Calm and collected Amin to collapse, and Zahidi to triumph despite his vitriol.
Such trends are readily apparent elsewhere.
Further south in Perak, at a different field of play, Padang Rengas hosts one of the most colourful MPs, Nazri Aziz. MP since reconstitution 16 years ago. Four straight election victories despite every and any lewd or aggressive public comments. Some say he just speaks his mind, others surmise he doesn’t need to care, he’s covered in Padang Rengas.
While it’s valid to interrupt and point to the unjustifiable seat malapportionments— where it takes five Padang Besar for one Bangi — or gerrymanders, the politics is determined by the rules set, as unfairly as they seem.
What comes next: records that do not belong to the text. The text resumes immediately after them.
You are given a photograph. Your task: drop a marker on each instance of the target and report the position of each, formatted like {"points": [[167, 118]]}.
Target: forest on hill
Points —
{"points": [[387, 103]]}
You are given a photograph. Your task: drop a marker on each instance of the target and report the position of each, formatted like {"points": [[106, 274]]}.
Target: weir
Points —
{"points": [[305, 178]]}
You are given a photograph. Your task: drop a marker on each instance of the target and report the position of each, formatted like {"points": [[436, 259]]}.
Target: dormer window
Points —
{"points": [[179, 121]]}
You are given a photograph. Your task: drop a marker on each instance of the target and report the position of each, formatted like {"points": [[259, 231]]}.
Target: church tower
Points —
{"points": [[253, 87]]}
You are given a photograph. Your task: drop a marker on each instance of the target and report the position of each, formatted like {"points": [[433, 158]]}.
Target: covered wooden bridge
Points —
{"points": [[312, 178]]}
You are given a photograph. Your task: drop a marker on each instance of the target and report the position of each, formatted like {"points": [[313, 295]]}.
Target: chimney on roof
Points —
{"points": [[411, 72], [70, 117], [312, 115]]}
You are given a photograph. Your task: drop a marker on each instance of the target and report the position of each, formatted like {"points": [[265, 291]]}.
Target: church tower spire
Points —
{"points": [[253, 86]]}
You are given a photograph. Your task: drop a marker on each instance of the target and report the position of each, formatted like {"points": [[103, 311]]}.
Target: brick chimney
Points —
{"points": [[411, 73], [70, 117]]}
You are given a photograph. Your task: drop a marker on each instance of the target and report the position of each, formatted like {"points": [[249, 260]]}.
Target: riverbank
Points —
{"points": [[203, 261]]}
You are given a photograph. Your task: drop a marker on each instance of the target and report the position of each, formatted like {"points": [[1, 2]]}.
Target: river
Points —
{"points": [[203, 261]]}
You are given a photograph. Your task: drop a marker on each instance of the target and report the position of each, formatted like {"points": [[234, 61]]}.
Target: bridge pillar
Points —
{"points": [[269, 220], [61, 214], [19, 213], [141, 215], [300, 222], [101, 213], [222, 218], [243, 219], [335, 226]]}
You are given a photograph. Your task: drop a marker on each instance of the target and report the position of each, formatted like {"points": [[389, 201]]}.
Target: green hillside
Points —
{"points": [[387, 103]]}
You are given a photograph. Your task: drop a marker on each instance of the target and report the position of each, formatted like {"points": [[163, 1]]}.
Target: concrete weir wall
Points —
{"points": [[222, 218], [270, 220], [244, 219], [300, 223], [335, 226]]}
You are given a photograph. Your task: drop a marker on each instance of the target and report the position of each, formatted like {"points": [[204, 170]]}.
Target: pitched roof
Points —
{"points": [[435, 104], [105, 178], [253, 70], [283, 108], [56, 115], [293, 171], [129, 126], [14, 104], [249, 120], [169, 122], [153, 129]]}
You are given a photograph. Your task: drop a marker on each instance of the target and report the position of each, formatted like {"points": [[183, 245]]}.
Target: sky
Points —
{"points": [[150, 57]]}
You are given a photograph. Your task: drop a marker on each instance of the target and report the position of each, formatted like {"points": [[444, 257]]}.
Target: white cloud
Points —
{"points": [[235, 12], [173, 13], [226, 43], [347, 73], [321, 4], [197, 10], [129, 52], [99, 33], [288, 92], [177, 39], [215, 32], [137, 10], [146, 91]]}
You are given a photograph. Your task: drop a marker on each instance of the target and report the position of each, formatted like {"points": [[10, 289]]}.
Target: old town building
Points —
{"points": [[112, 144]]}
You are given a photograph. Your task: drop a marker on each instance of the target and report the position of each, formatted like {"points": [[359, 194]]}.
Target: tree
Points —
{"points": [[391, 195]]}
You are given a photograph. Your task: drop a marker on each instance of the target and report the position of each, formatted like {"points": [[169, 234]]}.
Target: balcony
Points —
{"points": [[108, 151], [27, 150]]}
Indifferences of various kinds
Even if that’s ignored, Zahidi’s right to somewhat to blame voters.
Not in that they voted the wrong side but that they do not care as much about the situation.
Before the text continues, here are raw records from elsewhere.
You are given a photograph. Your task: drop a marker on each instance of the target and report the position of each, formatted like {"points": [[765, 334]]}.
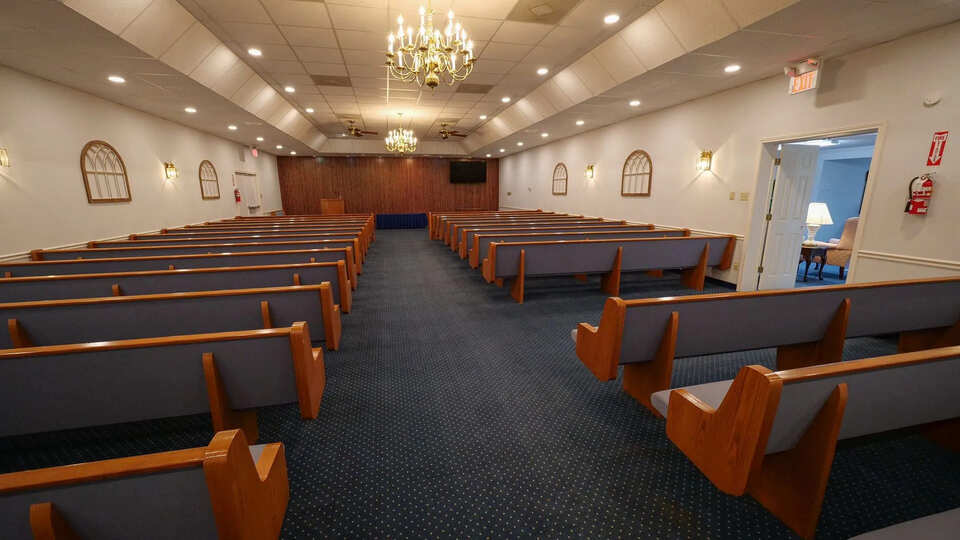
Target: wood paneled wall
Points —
{"points": [[384, 185]]}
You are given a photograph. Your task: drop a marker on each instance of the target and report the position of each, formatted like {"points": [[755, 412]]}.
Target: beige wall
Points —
{"points": [[45, 125], [883, 85]]}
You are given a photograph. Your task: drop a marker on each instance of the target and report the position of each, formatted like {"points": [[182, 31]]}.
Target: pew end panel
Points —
{"points": [[249, 498], [726, 441], [598, 348], [641, 380]]}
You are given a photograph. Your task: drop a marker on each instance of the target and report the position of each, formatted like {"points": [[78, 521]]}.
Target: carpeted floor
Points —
{"points": [[451, 411]]}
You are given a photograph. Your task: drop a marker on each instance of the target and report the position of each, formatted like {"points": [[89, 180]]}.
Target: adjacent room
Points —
{"points": [[502, 269]]}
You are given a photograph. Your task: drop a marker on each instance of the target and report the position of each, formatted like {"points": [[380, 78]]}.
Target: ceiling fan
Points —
{"points": [[446, 133], [355, 130]]}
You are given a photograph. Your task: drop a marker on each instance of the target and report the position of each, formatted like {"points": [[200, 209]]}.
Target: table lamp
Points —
{"points": [[817, 214]]}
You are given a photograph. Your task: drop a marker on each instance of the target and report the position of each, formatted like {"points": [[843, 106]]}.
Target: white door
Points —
{"points": [[249, 188], [792, 188]]}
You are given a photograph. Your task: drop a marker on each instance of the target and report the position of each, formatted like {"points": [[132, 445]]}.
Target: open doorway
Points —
{"points": [[813, 208]]}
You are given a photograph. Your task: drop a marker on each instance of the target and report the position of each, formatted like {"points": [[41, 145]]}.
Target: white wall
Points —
{"points": [[882, 85], [44, 126]]}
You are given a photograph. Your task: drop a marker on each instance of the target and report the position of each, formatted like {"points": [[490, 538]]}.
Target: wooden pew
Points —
{"points": [[80, 320], [433, 218], [808, 326], [228, 374], [197, 248], [452, 227], [465, 235], [226, 490], [171, 262], [693, 254], [482, 240], [61, 287], [458, 235], [162, 241], [773, 435]]}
Whether this is due to voters’ historical disconnect to power, or outreach failure by democracy organisations such as the one I am linked with, or the allure of identity politics overwhelming all other considerations including self-interest, matters less.
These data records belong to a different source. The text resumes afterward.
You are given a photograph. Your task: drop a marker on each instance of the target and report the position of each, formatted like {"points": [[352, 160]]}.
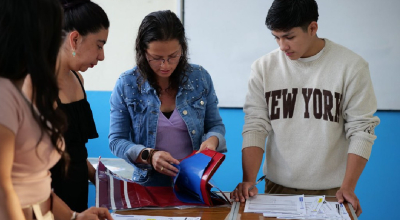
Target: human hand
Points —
{"points": [[94, 213], [162, 162], [211, 143], [346, 194], [241, 192]]}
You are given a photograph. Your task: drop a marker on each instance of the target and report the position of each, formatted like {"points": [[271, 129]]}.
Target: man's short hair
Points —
{"points": [[287, 14]]}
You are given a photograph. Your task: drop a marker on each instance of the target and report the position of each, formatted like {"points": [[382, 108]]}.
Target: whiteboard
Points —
{"points": [[226, 36], [125, 17]]}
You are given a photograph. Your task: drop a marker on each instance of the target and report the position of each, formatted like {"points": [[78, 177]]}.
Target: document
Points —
{"points": [[146, 217], [276, 204], [296, 207]]}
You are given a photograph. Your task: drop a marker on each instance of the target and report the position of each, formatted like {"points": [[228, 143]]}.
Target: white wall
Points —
{"points": [[226, 36], [125, 17]]}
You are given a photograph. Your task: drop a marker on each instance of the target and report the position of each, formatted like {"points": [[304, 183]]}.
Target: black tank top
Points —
{"points": [[72, 187]]}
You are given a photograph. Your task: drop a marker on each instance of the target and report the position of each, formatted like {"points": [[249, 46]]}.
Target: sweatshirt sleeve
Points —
{"points": [[256, 120], [359, 106]]}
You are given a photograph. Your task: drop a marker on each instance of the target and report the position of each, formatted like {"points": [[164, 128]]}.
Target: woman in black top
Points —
{"points": [[86, 26]]}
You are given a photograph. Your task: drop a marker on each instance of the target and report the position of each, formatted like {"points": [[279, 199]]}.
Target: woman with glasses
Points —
{"points": [[164, 108]]}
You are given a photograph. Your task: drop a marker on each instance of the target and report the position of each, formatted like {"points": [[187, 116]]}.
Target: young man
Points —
{"points": [[315, 102]]}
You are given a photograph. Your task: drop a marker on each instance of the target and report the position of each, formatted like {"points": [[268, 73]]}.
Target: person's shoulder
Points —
{"points": [[80, 77], [9, 94], [344, 54]]}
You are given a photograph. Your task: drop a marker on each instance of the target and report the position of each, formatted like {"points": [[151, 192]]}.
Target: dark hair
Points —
{"points": [[30, 38], [287, 14], [84, 16], [161, 26]]}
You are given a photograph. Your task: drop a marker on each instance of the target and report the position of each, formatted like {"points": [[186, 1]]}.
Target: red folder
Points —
{"points": [[117, 193]]}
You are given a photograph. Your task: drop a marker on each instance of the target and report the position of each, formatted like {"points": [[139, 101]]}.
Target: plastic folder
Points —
{"points": [[191, 186]]}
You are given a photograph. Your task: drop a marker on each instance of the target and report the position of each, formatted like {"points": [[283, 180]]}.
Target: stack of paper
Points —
{"points": [[296, 207]]}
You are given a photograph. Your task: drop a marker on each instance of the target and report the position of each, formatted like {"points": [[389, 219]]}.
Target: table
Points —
{"points": [[224, 213]]}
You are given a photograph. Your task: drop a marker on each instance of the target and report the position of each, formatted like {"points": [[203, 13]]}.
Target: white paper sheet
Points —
{"points": [[146, 217], [276, 204]]}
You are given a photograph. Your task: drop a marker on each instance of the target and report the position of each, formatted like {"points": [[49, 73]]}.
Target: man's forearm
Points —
{"points": [[355, 166], [251, 162]]}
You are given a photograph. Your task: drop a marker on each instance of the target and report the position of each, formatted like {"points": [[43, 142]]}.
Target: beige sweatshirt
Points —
{"points": [[313, 113]]}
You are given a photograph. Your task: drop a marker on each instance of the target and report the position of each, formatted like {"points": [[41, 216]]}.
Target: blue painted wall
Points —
{"points": [[377, 189]]}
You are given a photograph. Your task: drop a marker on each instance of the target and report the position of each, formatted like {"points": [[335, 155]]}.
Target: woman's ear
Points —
{"points": [[73, 38], [313, 27]]}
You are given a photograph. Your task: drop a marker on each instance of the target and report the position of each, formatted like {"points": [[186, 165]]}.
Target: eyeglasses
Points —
{"points": [[159, 62]]}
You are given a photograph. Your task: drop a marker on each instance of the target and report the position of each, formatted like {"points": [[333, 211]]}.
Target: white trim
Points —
{"points": [[112, 200], [128, 202], [97, 187]]}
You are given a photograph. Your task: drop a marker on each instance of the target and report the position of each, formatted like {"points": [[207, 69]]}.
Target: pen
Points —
{"points": [[258, 181]]}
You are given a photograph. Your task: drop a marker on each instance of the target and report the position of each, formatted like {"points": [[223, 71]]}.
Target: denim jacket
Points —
{"points": [[135, 110]]}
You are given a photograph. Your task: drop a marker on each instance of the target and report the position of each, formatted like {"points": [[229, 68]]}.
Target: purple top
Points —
{"points": [[173, 136]]}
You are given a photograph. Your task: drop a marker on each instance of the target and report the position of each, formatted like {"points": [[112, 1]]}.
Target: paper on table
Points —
{"points": [[276, 204], [146, 217]]}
Our voters — pay close attention to voter distribution and their power weightage— do not care as much as pollsters claim they do.
Which makes it incredible politicians want to regain the people’s mandate from those who seemingly stole it from them.
Such a grand robbery, and hardly anyone outside urban enclaves bothers!
General Election 2018 yielded a result, and it was a fortunate mix of vote splits allowing a new government to form, with one Borneo ally. A simple fragile majority.
During the reign, the people had cursory interest in government, and reciprocally the government was not keen to draw people into the democratic process.
The people did complain, as they do, and the leaders cut the ribbons, and enjoyed the occasions as they do in return.
But it was no insurrection, no bold charge to empower the millions.
Granted it takes a long time to germinate democratic ideals and people are selfish.
So, when the government fell, it was news. But not critical to the people’s lives.
They did find it amusing, though. Bossku, court cases and Internet memes.
Malaysians have a transactional relationship with the government, not a philosophical one.
But in the nine months since, pretenders have continued to step up to save the people. Opinion polls keep asking Malaysians who should be PM.
The question they do not ask as a follow-up is, “Would the respondent give up five hours of labour weekly so their preferred choice triumphs”? Campaign for him — email, call friends and family, set up social media platforms and raise a flag outside their residences.
If people had to pass a litmus test to choose a PM, they wouldn’t bother.
The column is not asking for a test but does want to emphasise the need to play down ad hoc opinion polls.
This notion that a sacred mandate was stolen and now needs recovery is fictitious.
So, please. There is no restoration, there is only political negotiation.
The people are to be blamed.
Even if some people are real believers and are out there doing all kinds of phenomenal things to make society better, including our politics.
For politics is a numbers game, and right now Zahidi Zainul and gang have them.
Because they live off wedge issues and the people are drawn to wedge issues.
Is he morally suspect, for positing a nasty line from his bully pulpit? Yah. That’s not even on trial.
We’ll dispense with the layered analyses and ask the simple: How do the unqualified, uncaring and uncouth rise through victories in general elections, and secure high positions to mock the masses, if they did not get the voters’ blessings?
And if it is through votes, then those who gave them the votes are surely to be blamed. Forget Bukit Bintang, think Pasir Salak.
Accept this predicament, tone down the invectives and work — or direct your funds — where the change has to happen to hurt someone like Zahidi Zainul. At the polling booths where his name is on the ballot. Being glad you vote in Segambut doesn’t change a damn thing.
* This is the personal opinion of the columnist.